Ci trovammo a Fornaci un giorno d’inizio settembre presso la sede di Smaskerando in via Cesare Battisti. Iniziammo a parlare. “Dammi del tu” disse scusandosi per la confusione che c’era in giro. Nelle grandi stanze c’erano decine e decine di suoi quadri, alcuni anche molto vecchi, accatastati. “Una volta dipingevo così” mi disse facendomi vedere una sua opera giovanile molto classica. “Ma non mi bastava” aggiunse “volevo trovare la mia strada”. Iniziò così a raccontarmi la sua storia mentre passavamo di stanza in stanza, di quadro in quadro. “Io li tengo tutti qui. Non mi importa venderli questo non è il mio lavoro, io sono in pensionato” mi disse marcando sulla parola pensionato con orgoglio e divertimento. Aveva fatto per più di vent’anni l’operaio alla Smi, prima tanti altri piccoli lavori sempre, però, nel tempo libero, continuando a dipingere.

“Sono 43 anni che dipingo” mi disse con la voce bassa. 43 anni sono tanti, una vita.

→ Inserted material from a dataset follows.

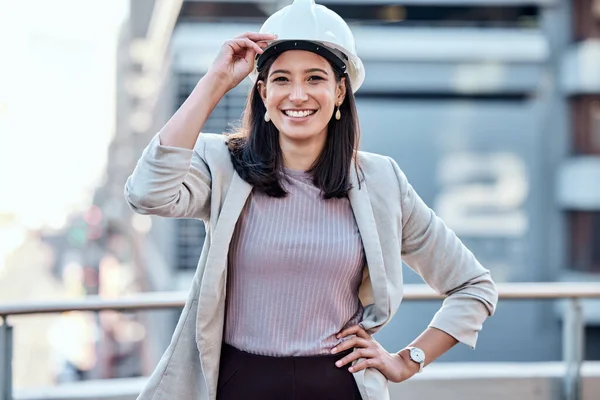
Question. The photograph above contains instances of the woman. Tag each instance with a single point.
(305, 234)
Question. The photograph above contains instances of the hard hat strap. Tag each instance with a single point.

Da quando aveva dieci anni e a scuola i professori si portavano a casa i suoi disegni. “Per me era una grande soddisfazione, mi sentivo importante, e ancor oggi sono contento: gli è rimasto qualcosa di me” ricordò con un ampio sorriso che illuminò il volto barbuto. Un espressione che si rabbuiò quando incominciò a raccontarmi i suoi primi passi nel mondo dell’arte. “All’inizio esponevo in galleria ma poi mi dissero dovresti iniziare a pagare qualche critico, non mi piaceva quell’ambiente, allora decisi che avrei esposto solo in luoghi pubblici.” Già poteva sfondare, forse, Sergio Fini però certe cose a lui non piacevano, era un puro.

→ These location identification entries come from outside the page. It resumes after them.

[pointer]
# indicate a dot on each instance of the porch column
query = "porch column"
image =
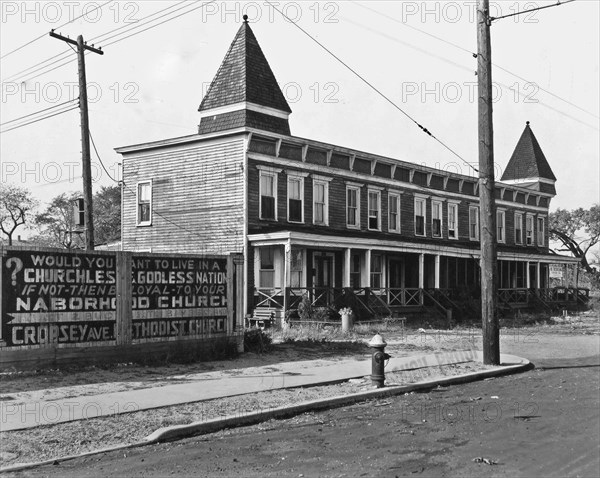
(346, 273)
(368, 267)
(421, 276)
(287, 272)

“Fino al 1998 facevo pittura figurativa poi ho iniziato a fare l’astratto perché solo così riuscivo a raffigurare l’emozione che è una cosa densa palpabile, granulosa, colorata; e per spiegare i quadri li accompagnavano con parole, così sono nate le mie poesie. Mi sono creato anche dei segni convenzionali che esprimono concetti che altrimenti ci vorrebbero molti quadri per far capire, sono le rune scritte usate nel Nord Europa nel 600 a.C. dai druidi che servivano per il viaggio nell’aldilà. Ora sto sperimentando la pittura a occhi chiusi, solo l’emozione mi guida”. E in effetti quelle ultime opere, quegli alberi carichi di colori e di sentimento, hanno una misteriosa e arcaica bellezza sprigionata proprio da quella realizzazione improvvisa e spasmodica.

In quei giorni di settembre era molto impegnato: stava preparando le sue mostre personali a Pontedera e Matera, continuava le sue attività (realizzando terracotte, multipli, e oggetti), organizzava la manifestazione “Galliart” e faceva le prove per lo spettacolo “La nave dei folli”. Freschi di stampa i manifesti che annunciavano il suo corso di pittura emozionale. “Non sarà solo un corso di pittura, ma di vita, di filosofia” tenne a precisare spiegandomi che potevano partecipare tutti, meglio chi non aveva nessuna base tecnica, tanto le avrebbero dovute “disimparare” per “liberare l’emozione”.

Nel suo grande cuore, però, mi raccontava, era rimasto un corso di pittura, tenutosi al Ciocco e organizzato dall’Usl 2 per insegnare agli invalidi a dipingere ed esprimersi. “È un esperienza che mi ha dato veramente tanto, vedere la felicità nei loro occhi ti ripaga di tutto”. Alle pareti dell’ultima stanza in cui ci fermammo, alcuni di quei lavori realizzati dai suoi “allievi”.  Me li fece notare mentre si accendeva una sigaretta.

Poi suonò il telefonino, rispose. Era una sua “paziente”. Inizialmente cercò di tirare corto ma poi si lasciò prendere dalla conversazione, la signora lo ringraziò, lui si commosse. Quando spense il telefono si scusò con gli occhi che brillavano. Parlammo ancora nella grande stanza mentre l’ultima luce di quel giorno di settembre inondava le cose. Poi ci avviammo verso l’uscita. In attesa dell’uscita dell’articolo e di alcune collaborazioni, ci salutammo. Le nostre strade si divisero, il cuore contento e sollevato, come quando capisci di aver conosciuto una persona speciale, nell’aria già il profumo dell’autunno.